Remember: Obama is going to cure cancer…with your money, all of it if that’s what it takes.


Angry Political Optimist
 

The size of the stimulus package is not so much of an issue. At the end of World War II, the debt as a fraction of GDP approached 100%. Even if the dire predictions of the Republicans bear out, and Obama’s administration creates a $4T running deficit, a functional United States of America can recover in less than ten years. 

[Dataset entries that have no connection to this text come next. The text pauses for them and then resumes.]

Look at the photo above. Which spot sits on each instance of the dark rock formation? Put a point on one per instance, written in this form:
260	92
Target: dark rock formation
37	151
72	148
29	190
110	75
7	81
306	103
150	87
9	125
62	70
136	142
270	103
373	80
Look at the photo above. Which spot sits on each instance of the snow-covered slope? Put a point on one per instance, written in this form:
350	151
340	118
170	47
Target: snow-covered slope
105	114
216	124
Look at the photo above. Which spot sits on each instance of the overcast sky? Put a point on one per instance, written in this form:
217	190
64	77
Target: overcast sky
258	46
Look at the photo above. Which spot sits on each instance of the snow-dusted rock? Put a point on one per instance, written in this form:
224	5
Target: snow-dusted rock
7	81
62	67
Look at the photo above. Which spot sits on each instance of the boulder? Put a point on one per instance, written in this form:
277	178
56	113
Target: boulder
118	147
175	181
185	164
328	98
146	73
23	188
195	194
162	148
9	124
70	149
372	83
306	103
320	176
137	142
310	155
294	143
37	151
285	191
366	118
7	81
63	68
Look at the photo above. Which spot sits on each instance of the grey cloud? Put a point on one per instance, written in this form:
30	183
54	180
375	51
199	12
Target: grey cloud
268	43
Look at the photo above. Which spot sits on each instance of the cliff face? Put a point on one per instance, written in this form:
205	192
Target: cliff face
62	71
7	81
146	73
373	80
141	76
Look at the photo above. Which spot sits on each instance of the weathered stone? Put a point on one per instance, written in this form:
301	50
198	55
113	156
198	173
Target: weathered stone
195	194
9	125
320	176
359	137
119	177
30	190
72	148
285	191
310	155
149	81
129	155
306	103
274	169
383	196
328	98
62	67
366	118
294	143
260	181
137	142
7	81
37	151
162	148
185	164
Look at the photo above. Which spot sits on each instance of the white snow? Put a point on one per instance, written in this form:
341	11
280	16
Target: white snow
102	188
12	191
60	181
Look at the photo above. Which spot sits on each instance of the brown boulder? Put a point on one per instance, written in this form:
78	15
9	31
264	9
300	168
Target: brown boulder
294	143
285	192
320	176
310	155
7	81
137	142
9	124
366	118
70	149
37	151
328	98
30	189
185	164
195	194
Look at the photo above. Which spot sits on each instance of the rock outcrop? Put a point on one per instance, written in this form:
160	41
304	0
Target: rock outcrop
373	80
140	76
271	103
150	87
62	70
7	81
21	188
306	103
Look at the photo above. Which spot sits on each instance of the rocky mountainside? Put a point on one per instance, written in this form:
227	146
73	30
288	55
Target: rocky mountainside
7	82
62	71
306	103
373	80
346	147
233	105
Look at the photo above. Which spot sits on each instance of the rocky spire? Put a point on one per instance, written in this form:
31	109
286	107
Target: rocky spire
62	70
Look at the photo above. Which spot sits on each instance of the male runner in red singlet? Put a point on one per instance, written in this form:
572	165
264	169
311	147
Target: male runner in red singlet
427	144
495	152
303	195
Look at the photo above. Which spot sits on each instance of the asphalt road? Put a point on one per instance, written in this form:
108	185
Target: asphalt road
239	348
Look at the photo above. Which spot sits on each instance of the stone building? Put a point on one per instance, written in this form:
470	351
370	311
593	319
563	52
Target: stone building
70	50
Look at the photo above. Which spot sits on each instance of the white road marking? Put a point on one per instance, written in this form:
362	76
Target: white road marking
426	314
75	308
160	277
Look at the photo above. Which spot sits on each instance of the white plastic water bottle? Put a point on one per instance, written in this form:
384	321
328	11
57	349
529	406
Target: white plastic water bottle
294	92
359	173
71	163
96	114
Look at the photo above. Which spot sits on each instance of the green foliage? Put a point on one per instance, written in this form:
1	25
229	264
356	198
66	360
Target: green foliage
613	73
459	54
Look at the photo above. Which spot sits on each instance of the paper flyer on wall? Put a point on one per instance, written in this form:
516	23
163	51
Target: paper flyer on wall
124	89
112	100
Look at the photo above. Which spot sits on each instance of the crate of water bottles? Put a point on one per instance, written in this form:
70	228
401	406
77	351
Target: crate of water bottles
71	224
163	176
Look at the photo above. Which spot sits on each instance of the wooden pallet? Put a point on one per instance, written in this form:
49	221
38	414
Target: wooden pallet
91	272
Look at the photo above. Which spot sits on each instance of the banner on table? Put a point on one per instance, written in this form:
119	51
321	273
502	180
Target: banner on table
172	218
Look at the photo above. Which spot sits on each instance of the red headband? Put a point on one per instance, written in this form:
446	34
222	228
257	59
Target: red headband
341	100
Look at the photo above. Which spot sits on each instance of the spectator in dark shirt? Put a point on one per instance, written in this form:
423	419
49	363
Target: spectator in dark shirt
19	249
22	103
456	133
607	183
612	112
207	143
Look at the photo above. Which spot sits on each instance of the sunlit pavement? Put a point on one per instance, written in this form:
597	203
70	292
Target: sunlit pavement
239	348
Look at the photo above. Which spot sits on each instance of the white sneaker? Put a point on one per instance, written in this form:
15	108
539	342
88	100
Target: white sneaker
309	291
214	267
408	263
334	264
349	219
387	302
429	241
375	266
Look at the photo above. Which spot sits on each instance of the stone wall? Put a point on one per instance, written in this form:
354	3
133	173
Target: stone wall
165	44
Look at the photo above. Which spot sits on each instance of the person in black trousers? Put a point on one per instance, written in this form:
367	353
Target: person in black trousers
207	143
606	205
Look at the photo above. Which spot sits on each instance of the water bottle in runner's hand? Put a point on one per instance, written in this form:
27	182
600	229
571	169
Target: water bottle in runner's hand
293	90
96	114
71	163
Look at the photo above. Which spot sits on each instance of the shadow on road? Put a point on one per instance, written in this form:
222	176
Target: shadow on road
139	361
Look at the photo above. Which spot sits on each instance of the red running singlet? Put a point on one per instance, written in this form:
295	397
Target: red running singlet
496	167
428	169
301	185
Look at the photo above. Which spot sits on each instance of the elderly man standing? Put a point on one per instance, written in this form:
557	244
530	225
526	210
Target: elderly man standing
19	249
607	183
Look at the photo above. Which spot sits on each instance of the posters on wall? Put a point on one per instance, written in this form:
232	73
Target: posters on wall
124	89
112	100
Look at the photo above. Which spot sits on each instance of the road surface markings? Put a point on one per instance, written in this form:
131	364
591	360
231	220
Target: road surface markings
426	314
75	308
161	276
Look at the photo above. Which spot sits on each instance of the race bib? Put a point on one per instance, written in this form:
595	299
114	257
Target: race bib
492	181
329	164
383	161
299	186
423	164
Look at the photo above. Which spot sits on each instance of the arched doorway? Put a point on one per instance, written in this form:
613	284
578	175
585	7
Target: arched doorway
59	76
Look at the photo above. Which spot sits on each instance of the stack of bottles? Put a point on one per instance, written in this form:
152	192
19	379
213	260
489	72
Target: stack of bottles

What should be worrying people is the implicit surrender of what makes America great that is embedded in these packages. Since when do Americans look to the government for assistance? Remember when people listed the classical set of great lies and number two on the list was “I’m from the government and I’m here to help you?” Americans need to look inwards to themselves and to each other for support, not to Obama and his minions. If we accept what Obama and the Congress tells us we are — what is implicit in this package — then we will NEVER recover as a nation.

As a practical matter, spending money requires an efficient bureaucracy, even if they only spend on themselves. Bush’s Katrina fiasco was caused not by an unwillingness to assist black residents but by the total unwieldiness of the FEMA distribution system. Wal-Mart, and for that matter, the US Military were on site and assisting within days (only to be rebuffed and hindered by FEMA). Does anyone really think that doubling down on the bureaucracy in Washington will allow them to spend the stimulus money. Do the math. You have to distribute $2.2B a day. (I realize that this is not the way it works, but really, by 2010, I bet that most of the money is still just an allocation on the liability side of the balance sheet. One that can be wiped away with a stroke of a pen in 2010 I might add.)

Obama and the Congress have shown their true colors. They make the Republican porkers look like pikers. Let them have their day in the sun, and then in two years bury the bastards for another 40.